Encore une fois, les gènes codant pour la dégradation des protéines et des acides aminés ont été enrichis en PD, indiquant un passage à l’utilisation de ces molécules pour l’énergie ou comme sources de carbone au lieu de sucres. La mucine est l’une de ces sources, et une dégradation accrue de la mucine pourrait contribuer à l’augmentation de la perméabilité intestinale dans la MP.
D’autres changements importants ont été détectés dans la voie des acides aminés aromatiques, la synthèse du glutamate/glutamine, et en particulier dans la biosynthèse du tryptophane, un précurseur de la sérotonine. Ce dernier se trouve aux niveaux les plus élevés dans l’intestin et pourrait être un marqueur précoce du diagnostic de la MP ainsi qu’un marqueur tardif du déclin cognitif. De plus, la sérotonine affecte la motilité intestinale et pourrait être liée à la constipation dans la MP.

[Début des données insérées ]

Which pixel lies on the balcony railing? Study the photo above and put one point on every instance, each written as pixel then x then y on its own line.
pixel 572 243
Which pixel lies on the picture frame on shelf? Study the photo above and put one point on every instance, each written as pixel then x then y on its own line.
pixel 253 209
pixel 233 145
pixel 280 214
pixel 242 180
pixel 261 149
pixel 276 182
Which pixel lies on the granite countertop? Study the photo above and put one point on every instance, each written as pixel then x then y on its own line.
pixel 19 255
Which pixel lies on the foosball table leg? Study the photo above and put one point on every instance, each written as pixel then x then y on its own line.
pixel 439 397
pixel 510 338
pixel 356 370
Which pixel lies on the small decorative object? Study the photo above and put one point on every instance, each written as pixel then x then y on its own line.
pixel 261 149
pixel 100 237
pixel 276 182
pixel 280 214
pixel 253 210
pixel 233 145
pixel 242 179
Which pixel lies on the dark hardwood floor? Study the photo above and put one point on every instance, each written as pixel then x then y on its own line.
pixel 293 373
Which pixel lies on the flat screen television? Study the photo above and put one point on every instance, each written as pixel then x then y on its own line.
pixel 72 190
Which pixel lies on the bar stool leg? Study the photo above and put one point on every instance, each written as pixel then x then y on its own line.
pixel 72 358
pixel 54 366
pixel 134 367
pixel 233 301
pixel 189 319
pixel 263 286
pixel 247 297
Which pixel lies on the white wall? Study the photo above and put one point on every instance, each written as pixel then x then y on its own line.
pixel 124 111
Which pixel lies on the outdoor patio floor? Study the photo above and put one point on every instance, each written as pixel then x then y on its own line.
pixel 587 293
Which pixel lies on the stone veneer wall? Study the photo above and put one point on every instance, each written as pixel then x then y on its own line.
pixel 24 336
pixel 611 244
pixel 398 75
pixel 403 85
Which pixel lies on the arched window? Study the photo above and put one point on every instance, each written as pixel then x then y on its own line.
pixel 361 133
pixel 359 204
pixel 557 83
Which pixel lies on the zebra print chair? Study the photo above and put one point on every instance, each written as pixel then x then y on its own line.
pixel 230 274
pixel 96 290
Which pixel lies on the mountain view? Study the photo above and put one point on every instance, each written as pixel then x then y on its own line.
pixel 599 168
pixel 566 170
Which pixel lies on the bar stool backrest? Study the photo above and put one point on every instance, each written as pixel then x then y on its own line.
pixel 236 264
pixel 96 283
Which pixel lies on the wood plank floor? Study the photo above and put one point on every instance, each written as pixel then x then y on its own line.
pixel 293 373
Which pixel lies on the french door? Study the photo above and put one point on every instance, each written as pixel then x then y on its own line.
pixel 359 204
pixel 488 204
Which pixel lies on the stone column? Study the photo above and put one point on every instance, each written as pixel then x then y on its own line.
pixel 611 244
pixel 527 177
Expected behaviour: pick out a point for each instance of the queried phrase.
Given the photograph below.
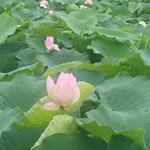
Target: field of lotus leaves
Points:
(74, 74)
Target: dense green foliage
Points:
(106, 49)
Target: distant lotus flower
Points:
(82, 6)
(64, 93)
(44, 3)
(88, 2)
(142, 23)
(49, 44)
(51, 12)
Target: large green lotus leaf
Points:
(68, 2)
(37, 43)
(8, 116)
(11, 48)
(27, 69)
(89, 76)
(7, 27)
(134, 65)
(20, 36)
(23, 91)
(27, 56)
(105, 132)
(116, 34)
(38, 117)
(44, 29)
(3, 3)
(60, 124)
(110, 69)
(73, 142)
(64, 56)
(112, 48)
(33, 14)
(124, 107)
(122, 143)
(19, 140)
(78, 20)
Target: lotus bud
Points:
(64, 93)
(51, 12)
(49, 44)
(88, 2)
(44, 3)
(142, 23)
(82, 6)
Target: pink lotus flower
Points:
(49, 44)
(88, 2)
(51, 12)
(44, 3)
(64, 93)
(142, 23)
(82, 6)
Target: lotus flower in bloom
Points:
(49, 44)
(143, 23)
(82, 6)
(88, 2)
(64, 93)
(51, 12)
(44, 3)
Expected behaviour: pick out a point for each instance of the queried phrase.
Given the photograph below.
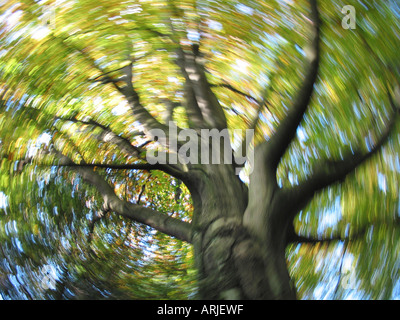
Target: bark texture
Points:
(239, 233)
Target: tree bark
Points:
(232, 260)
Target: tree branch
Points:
(286, 131)
(159, 221)
(329, 172)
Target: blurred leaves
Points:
(52, 57)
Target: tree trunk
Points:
(234, 262)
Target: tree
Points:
(84, 94)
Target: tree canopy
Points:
(82, 82)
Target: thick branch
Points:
(329, 172)
(159, 221)
(286, 131)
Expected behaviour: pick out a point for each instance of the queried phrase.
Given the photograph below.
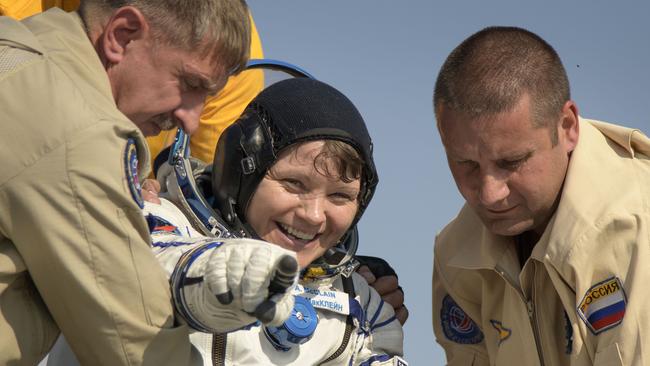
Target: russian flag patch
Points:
(603, 306)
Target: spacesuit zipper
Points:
(531, 312)
(218, 349)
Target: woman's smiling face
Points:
(301, 204)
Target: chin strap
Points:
(183, 190)
(337, 260)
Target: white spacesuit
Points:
(223, 281)
(358, 331)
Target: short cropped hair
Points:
(220, 28)
(490, 71)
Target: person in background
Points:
(77, 89)
(219, 111)
(546, 264)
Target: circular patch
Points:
(457, 325)
(131, 171)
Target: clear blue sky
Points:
(385, 55)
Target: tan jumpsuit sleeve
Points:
(466, 349)
(84, 241)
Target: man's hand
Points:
(382, 277)
(237, 276)
(150, 191)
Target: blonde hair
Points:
(220, 28)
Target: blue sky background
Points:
(385, 55)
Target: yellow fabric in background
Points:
(19, 9)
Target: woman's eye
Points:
(293, 183)
(342, 197)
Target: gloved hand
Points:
(235, 289)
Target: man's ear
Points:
(127, 24)
(569, 128)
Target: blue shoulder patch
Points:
(131, 171)
(457, 325)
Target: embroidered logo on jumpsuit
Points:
(457, 325)
(603, 306)
(131, 171)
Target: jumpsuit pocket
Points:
(609, 356)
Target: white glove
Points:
(235, 289)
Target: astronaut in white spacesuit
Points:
(296, 170)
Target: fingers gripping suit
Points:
(359, 331)
(74, 251)
(582, 299)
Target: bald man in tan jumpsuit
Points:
(547, 262)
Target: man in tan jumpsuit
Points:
(75, 93)
(547, 263)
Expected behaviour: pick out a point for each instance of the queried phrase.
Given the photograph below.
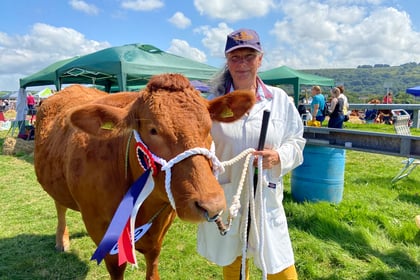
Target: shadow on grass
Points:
(411, 198)
(28, 256)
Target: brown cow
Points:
(85, 156)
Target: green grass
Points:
(371, 234)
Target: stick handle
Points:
(263, 132)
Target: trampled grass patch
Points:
(371, 234)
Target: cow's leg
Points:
(115, 271)
(152, 261)
(62, 241)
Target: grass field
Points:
(371, 234)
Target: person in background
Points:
(30, 101)
(317, 104)
(346, 110)
(387, 98)
(336, 110)
(283, 151)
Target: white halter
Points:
(167, 165)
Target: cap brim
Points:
(242, 47)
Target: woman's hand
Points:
(270, 158)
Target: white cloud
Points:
(214, 38)
(232, 11)
(84, 7)
(142, 5)
(180, 20)
(335, 34)
(44, 44)
(182, 48)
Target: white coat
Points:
(285, 135)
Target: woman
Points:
(282, 152)
(317, 104)
(336, 110)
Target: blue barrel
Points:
(321, 176)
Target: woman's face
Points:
(243, 65)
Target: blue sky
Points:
(302, 34)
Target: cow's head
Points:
(171, 117)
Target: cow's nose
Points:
(212, 208)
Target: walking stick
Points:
(261, 142)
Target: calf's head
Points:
(171, 117)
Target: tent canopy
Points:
(124, 66)
(414, 91)
(287, 75)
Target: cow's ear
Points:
(232, 106)
(97, 120)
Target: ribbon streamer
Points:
(121, 218)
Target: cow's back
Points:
(54, 137)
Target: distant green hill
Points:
(367, 81)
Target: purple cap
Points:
(243, 38)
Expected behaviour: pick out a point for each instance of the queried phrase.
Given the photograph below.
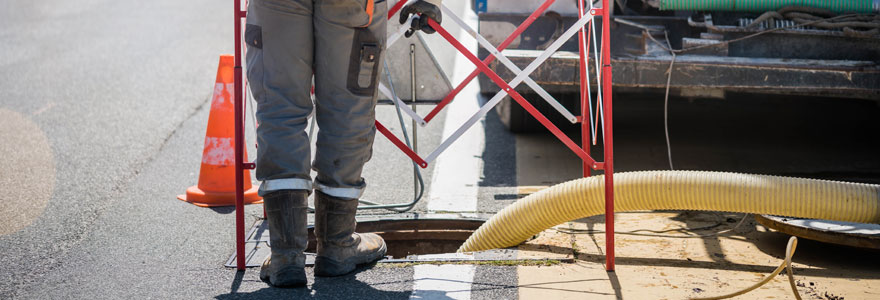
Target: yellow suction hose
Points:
(678, 190)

D’autres voies liées à la production d’énergie et au métabolisme comprennent la dégradation plus rapide des molécules neuroprotectrices telles que le tréhalose et le nicotinamide dans la MP, ce qui limite leur efficacité thérapeutique. E. coli qui produit curli était également enrichi en PD, ainsi qu’en gènes codant pour curli.
Neurotransmetteurs modifiés
Il a également été découvert que les molécules de neurotransmetteurs souffraient de dérégulation, tant dans leur production que dans leur métabolisme. Cela pourrait également affecter leurs niveaux dans le cerveau. Par exemple, la dopamine est faible en raison de la perte progressive de cellules productrices de dopamine dans le cerveau, ce qui définit la MP. Cela pourrait être lié à la suractivité identifiée de la famille de gènes tyrosine décarboxylase/aspartate 1-décarboxylase K18933, qui métabolise la tyrosine précurseur de la dopamine, limitant la production de dopamine à la fois par la bactérie et l’hôte.
La tyrosine décarboxylase (TDC), qui décompose la dopamine avant qu’elle n’atteigne le cerveau dans l’intestin, est codée par le gène tdc chez deux espèces bactériennes, qui peuvent toutes deux décomposer efficacement la tyrosine. À mesure que leur abondance augmente dans l’intestin, l’efficacité de la L-dopa, qui est le principal traitement de la MP, diminue en proportion.
Quelles sont les implications ?
Les résultats suggèrent une élévation globale des espèces microbiennes pro-inflammatoires dans la MP et une augmentation des gènes de signalisation inflammatoire et des voies médiant la signalisation hôte-microbienne. L’inflammation est un contributeur important au mécanisme de la maladie dans la MP. L’augmentation des bactéries Gram-négatives dans la MP pourrait expliquer l’inflammation, car celles-ci transportent des lipopolysaccharides (LPS) en abondance à leur surface et sont de puissants stimulateurs des réponses immunitaires inflammatoires via la voie TLR4.
« L’ensemble de données lui-même est une contribution substantielle à la science ouverte« , disent les auteurs, avec les métadonnées sur la plus grande cohorte de PD à ce jour pour avoir des échantillons de microbiome avec des témoins sains. Les résultats indiquent « une dysbiose généralisée dans le métagénome de la MP qui indique un environnement permissif pour les événements neurodégénératifs et prohibitif pour la récupération. »
Les résultats montrent comment les données peuvent être transférées entre les études humaines et expérimentales.
Les études futures seront probablement plus fructueuses à mesure que de meilleurs outils et programmes analytiques seront mis au point pour examiner l’ensemble des données issues de ces recherches en métagénomique. Cela pourrait aider dans tous les domaines de la MP, de la causalité aux biomarqueurs en passant par la progression de la maladie, la prévention ou la thérapie.